Deux tables sont posées sur la scène. Sur la première, des boîtes de thé. Celles de la Scop 1336, créée par les anciens salariés de Fralib, qui après 1336 jours de lutte contre la multinationale Unilever, ont réussi à empêcher la fermeture de leur usine de Géménos, près de Marseille. Derrière l'autre table, l'acteur Philippe Durand. Il est allé à la rencontre des ouvrières et des ouvriers, à l'issue de ce combat, peu de temps avant le lancement de leur marque, et recueilli leurs témoignages. Il s'en fait, sur scène, le passeur.
« L'idée de ce projet est venue de la lecture d'un essai de Pierre Rosavallon, Le Parlement des invisibles, dans lequel il décrit le contexte de crise de la représentation, de crise de compréhension de la société, et parle d'un besoin de voir les vies ordinaires racontées, les voix de faible ampleur écoutées », explique Philippe Dirand dans sa note d'intention. « Il s'agit dans cet essai de se réapproprier son existence, de revaloriser nos vies, sortir de l'isolement », commente le comédien, pour qui « l'aventure des Fralibs [me] semblait être un bel exemple d'appropriation ».
Qu'on se souvienne : en 1975, la marque Elephant, créée à Marseille au début du siècle, est rachetée par le groupe Unilever. Deux ans plus tard, elle est intégrée à sa filiale Fralib, qui gère aussi une unité de production au Havre. En 1998, l'usine du Havre ferme et certains ouvriers quittent leur terre pour se retrouver à Marseille, condition du maintien de leur emploi. En septembre 2010, le directeur de l'usine la ferme.

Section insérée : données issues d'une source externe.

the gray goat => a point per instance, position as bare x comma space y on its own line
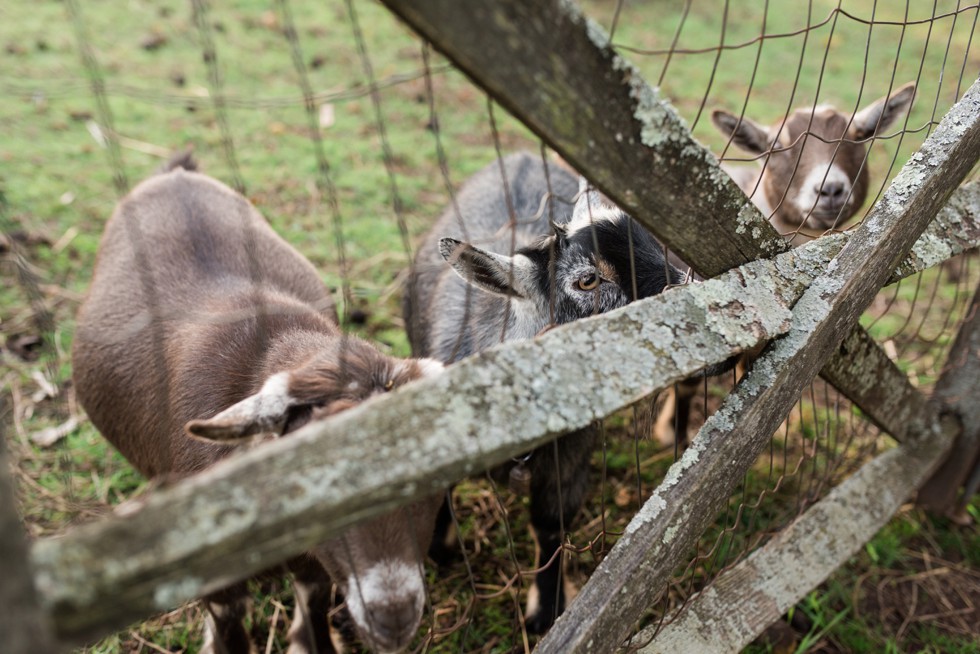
461, 299
201, 320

Dès lors, durant 1336 jours, les ouvriers et ouvrières n'auront de cesse de défendre le site, les savoir-faire, l'emploi, en dépit des difficultés financières, de quatre procès et d'une armada de juristes auprès de la multinationale… En dépit du temps, dont jouissent ceux qui possèdent la richesse et l'argent, mais pas les ouvriers, pourtant tenaces dans leur dignité et déterminés pour leur avenir et celui de leurs enfants, comme le soulignera l'un des Fralibs. Le 26 mai 2014, la signature de l'accord de fin de conflit permet à ces salariés en lutte depuis quatre ans d'envisager l'avenir. Ensemble. Ce sera la Scop.
Avec un immense respect, Philippe Durand laisse parler ces ouvrières et ces ouvriers. Ce qui se dit sur scène, ce sont leurs paroles, qu'il ne s'est pas permis de réécrire. Son rôle a été d'écouter, d'enregistrer, et d'organiser le récit de cette longue lutte à travers les mots des salariés, revendiquant l'oralité, les éventuelles erreurs de syntaxe, et l'accent marseillais.

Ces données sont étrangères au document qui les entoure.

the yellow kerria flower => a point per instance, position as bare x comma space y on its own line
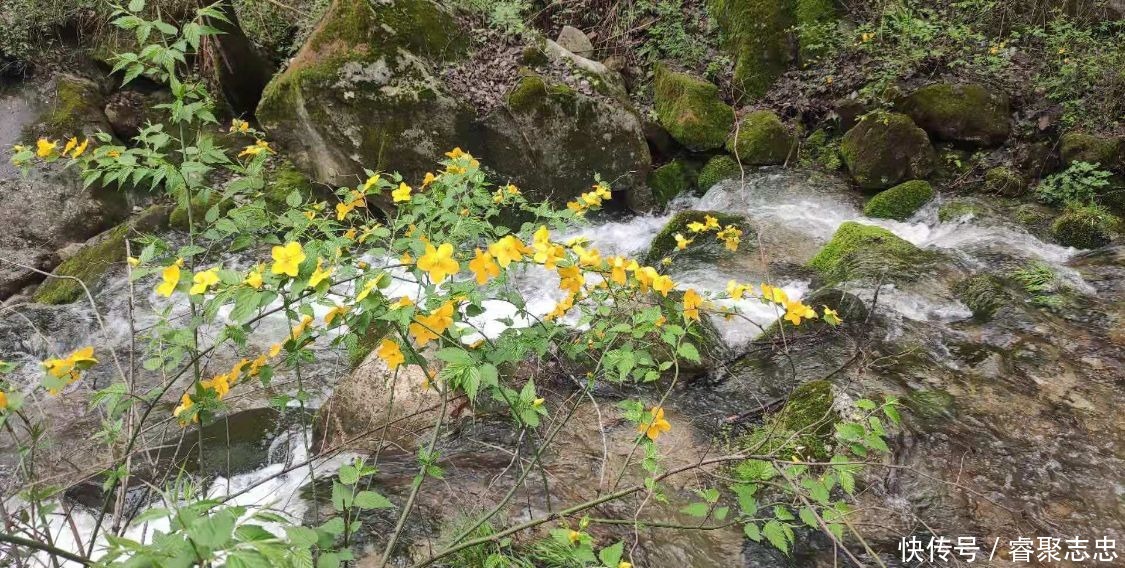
287, 259
509, 250
484, 268
45, 147
692, 303
428, 327
657, 425
258, 147
401, 194
170, 278
389, 352
439, 262
254, 279
204, 280
320, 275
334, 313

Il laisse d'abord s'exprimer la fierté du métier et du travail bien fait, qu'il a fallu apprendre. « On avait quand même cent soixante-deux références différentes (…) y m'a fallu bien deux ans, mais vraiment être à l'aise, hein, c'est-à-dire à l'odeur au bruit au machin au couinement, te dire y'a un défaut là, y'a un défaut là (…) Savoir que tu es une des seize personnes au monde capables de sortir un produit comme ça ». Et puis le dégoût de changer pour passer aux arômes chimiques en leurrant les consommateurs sur la qualité et le prix des produits. Viennent aussi la rencontre entre Marseillais et Havrais, avec sa part d'humour, le travail du CE, jusqu'à l'annonce de la fermeture, et la façon dont s'est comporté le dernier directeur.

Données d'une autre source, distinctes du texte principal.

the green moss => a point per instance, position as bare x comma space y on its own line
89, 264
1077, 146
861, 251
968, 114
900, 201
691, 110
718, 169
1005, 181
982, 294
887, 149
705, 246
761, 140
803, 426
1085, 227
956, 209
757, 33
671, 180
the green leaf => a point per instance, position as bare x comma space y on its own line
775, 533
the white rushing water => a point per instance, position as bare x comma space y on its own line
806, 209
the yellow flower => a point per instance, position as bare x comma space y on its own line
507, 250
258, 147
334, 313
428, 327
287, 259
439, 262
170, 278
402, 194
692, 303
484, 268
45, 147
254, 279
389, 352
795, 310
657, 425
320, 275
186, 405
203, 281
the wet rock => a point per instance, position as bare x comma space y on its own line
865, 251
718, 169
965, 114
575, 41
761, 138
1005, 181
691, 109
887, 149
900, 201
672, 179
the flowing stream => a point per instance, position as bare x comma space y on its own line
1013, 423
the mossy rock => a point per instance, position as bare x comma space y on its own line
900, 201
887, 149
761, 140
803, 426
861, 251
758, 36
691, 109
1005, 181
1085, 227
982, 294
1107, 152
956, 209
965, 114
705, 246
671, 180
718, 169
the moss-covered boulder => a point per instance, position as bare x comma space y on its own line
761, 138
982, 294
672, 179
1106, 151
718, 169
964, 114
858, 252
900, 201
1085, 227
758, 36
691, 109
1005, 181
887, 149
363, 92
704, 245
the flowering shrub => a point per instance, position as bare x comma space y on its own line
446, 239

Avec humour, et aussi la fierté de la lutte, d'autres racontent, toujours par la voix de l'acteur, leur première carte à la CGT. Et la préservation des machines et de l'outil de production. « On considérait que notre outil de travail nous appartenait qu'ils sortiraient pas un boulon d'ici — et il est pas sorti un boulon d'ici — on considérait qu'on avait les compétences qu'on avait un savoir-faire qui était incontournable que y compris on pouvait revenir aux produits naturels ».
Se succèdent les paroles de femmes, l'une entrée dans l'usine à seize ans, quand « au début on était que des femmes », d'hommes, venus d'autres métiers puis fiers de celui-ci, de responsables CGT, Olivier et Gérard, que les salariés de la Scop éliront plus tard directeur délégué et président.
Philippe Durand donne voix à ces quatre ans où la lutte a dû s'inventer, entre la garde de l'usine contre les risques de déménagement, et le boycott des produits Unilever, les caddies qui se remplissent des produits Unilever en vrac au supermarché du coin, laissés en vrac avant la caisse, la solidarité des voisins et voisines, celles des familles tandis que d'autres ne comprennent pas le refus d'une prime de licenciement qui aurait à peine permis de vivre trois ans…
Les caméras au réveil sur le parking de l'entreprise où les salariés apprennent à vivre ensemble, la découverte des procédures juridiques, l'aide de l'avocat, la venue des candidats aux élections. « Bon, c'est clair qu'y pas le Front national qui est venu, hein, ni l'UMP. Le Front national, y serait même pas rentré, mais bon — tous les politiques. On les mettait en réunion dans une salle pendant une heure et on discutait de notre projet. On leur demandait comment y pouvaient se positionner et comment y z’allaient pouvoir nous aider là-dedans ! Donc Hollande il a quand même pris des engagements avec nous et après on l'a pas lâché quoi. On y a mis un petit caillou dans la chaussure et y s'en est plus dépégué ».
Et ils gagnent. Plus le droit de dénigrer Unilever ? Certains se contentent d'évoquer Univoleur. Et ils créent leur scop. « Ben oui, c'est moi le directeur, ça s'appelle un traquenard ». Pas facile. D'autant que, si toutes les décisions se prennent en commun, « t'imagines, on est tous au même niveau, quoi », certains en attendent davantage que d'autres du « collectif ». Et il s'agit aussi de trouver des commandes, de vendre.
« Même si on n'avait pas gagné, j'aurais eu raison de me battre ! Mais non seulement j'aurais eu raison, mais en plus j'ai gagné ! » Ce n'est pas la morale d'une fable. Mais celle de quatre années de lutte d'ouvriers contre une multinationale.
Philippe Durand ne se contente pas d'avoir tissé un récit théâtral de ces rencontres. Il déploie aussi la solidarité. À la fin du spectacle, il vend la production. Des thés, des vrais. De la marque 1336.